Clyde and Betty Duncan, Pittsburg, have accumulated quite a few stories during their 62 years together.
Some stories they can share, but some may still be top secret. Duncan was in U.S. Navy Intelligence during World War II “and some of those things haven’t been declassified yet,” he said.
Duncan grew up in Mulberry, and is a 1942 Mulberry High School graduate.
“I was a Pittsburg Sun paper carrier as a kid, and also delivered the Kansas City Star,” he said. “My route covered about 11 miles a day. My brother covered half the town, and I covered half the town.”

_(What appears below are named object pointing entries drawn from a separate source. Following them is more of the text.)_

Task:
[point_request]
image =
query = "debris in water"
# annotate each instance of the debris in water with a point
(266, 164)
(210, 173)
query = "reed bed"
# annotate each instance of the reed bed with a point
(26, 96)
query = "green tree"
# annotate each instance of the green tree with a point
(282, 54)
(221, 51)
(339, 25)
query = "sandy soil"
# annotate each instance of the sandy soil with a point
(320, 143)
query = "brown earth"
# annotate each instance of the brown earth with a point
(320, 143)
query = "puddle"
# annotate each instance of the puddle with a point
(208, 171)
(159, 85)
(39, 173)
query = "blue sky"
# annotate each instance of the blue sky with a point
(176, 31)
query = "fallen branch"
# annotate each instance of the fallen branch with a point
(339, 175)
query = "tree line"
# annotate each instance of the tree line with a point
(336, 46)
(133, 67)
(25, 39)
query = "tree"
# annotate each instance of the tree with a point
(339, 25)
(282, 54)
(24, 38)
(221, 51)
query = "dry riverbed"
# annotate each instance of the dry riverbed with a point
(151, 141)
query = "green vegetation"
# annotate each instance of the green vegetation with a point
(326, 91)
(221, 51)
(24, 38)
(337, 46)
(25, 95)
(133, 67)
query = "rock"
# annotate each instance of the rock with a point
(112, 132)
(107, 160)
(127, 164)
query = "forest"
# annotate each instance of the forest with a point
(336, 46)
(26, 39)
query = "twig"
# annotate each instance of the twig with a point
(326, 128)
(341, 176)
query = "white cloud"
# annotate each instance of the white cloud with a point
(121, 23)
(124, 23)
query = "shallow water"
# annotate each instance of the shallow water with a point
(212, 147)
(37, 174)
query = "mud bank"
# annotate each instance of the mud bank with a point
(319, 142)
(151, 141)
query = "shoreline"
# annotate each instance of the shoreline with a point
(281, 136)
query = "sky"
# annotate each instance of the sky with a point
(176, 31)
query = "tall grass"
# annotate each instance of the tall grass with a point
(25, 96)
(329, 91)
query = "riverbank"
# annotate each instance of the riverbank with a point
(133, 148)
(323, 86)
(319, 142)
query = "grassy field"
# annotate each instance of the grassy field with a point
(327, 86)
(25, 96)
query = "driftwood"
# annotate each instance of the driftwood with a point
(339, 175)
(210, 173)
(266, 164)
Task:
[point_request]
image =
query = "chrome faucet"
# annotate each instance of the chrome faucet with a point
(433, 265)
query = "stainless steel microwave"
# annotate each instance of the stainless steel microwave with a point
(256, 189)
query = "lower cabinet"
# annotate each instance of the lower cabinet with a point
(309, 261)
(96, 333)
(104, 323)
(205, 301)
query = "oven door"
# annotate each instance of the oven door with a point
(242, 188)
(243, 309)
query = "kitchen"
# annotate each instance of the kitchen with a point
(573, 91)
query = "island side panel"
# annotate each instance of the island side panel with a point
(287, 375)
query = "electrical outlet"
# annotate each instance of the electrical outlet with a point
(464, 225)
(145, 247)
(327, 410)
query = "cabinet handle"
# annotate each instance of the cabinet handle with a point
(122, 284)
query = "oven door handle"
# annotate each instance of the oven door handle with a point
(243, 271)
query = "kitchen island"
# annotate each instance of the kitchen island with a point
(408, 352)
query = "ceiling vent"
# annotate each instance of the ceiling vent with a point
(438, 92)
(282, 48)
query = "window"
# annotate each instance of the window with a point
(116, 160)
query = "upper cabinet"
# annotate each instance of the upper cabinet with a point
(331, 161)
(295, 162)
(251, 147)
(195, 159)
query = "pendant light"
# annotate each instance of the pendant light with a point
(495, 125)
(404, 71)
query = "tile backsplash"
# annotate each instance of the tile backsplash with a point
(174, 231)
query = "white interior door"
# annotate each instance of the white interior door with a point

Duncan was drafted into the military on July 6, 1943, and decided to enter the U.S. Navy. He was sent to the Naval Training Station at Farragut, Idaho, for boot camp, then received radio school training at the University of Idaho at Moscow.
That’s not far from Lewiston, Idaho, Mrs. Duncan’s hometown. “I was in Lewiston on weekend liberty and went to the China Inn,” Duncan said. “Betty was a waitress there.”
The couple’s first date was on New Year’s Day.
“It should have been New Year’s Eve, but I was on duty as a shore patrolman that night,” Duncan said.
He wound up on Adak Island, in the Aleutian Chain, off the Alaska coast. He and his colleagues listened for Japanese radio messages, which were sent to Washington, D.C., for decoding.
“We could use a direction finder to locate where the broadcasts were coming from,”
Duncan said. “We were able to identify each transmitter — it was like fingerprints.”
This was all extremely sensitive.
“The FBI went to Mulberry, to the high school and the merchants in town, to check on me before I was accepted for training,” Duncan said. “Everything in that outfit was top secret. They told us we would never be taken alive by the enemy.”
Fortunately, he added, there weren’t any battles on Adak.
“They did have a pretty good battle with the Japanese on the next island over,” he said.
Adak was no garden spot.
“It was tundra, and there were volcanoes and earthquakes,” Duncan said.
Beer was only 10 cents a can there, but was not of the best quality.
“We used to wear raincoats to the beer hall because the beer was so green it squirted to the ceiling when you opened it,” he said.
The island was so cold that beer stored under the barracks floor often froze.
While Duncan was on Adak, his future wife was back in Idaho working for the telephone company.
“Every American was involved in World War II,” Mrs. Duncan said. “I had four brothers in the service. If you weren’t in the army, you were in defense work. Everything was rationed. No war since has touched that.”
Duncan got out of the navy on April 2, 1946, at Norman, Okla.
“They took us by bus to Oklahoma City, and it was up to us to get home,” he said. “The railroad cars they were using were from World War I, and they had a coal stove in each car. If you opened the window, the ashes from the coal-burning engine blew in and within three days you were unrecognizable.”
Instead of taking the train, he found a taxi driver who was driving soldiers, five or six at a time, as far north as Fort Leavenworth. Fee was $20 per man.
“Everything was going all right, until he blew a tire around Miami, Okla.,” Duncan said. “Tires were rationed and rare as hen’s teeth, but the driver found a used tire and I got to Mulberry around midnight.”
He had a special reason for hurrying home. His father was very ill, but determined to live until his son made it home.
“He died about two months later,” Duncan said.
Mrs. Duncan traveled from Idaho to Kansas by train.
“I had my wedding dress in a suitcase,” she said. “Somebody went through that suitcase and took what they wanted, including my dress.”
She had to shop for a new dress, and finally purchased a pink and black dress at Sauer’s in Girard.
The couple was married on April 6, 1946, at the Arma Methodist parsonage.
They have two daughters, Becky Stahl, Pittsburg, who is at the Family Resource Center, and Barbara Bird, a director of community relations for Barnes & Noble bookstores in Atlanta, Ga. They also have three grandsons and four great-grandchildren.
“They are adorable little people,” Mrs. Duncan said.
The couple traveled widely, including many trips back to Idaho, and three trips to Europe. These days they stay closer to home.
“We both had operations at the same time, and we spent six weeks at Cornerstone Village,” Mrs. Duncan said. “We’ve had our deaths and bad things. But that’s life.”
Their marriage has lasted through it all.
“Apparently it worked out,” Duncan said. “That’s not the way the averages go today.”
“People told me it would be bad luck to be married in a black dress,” Mrs. Duncan said. “I guess it wasn’t.”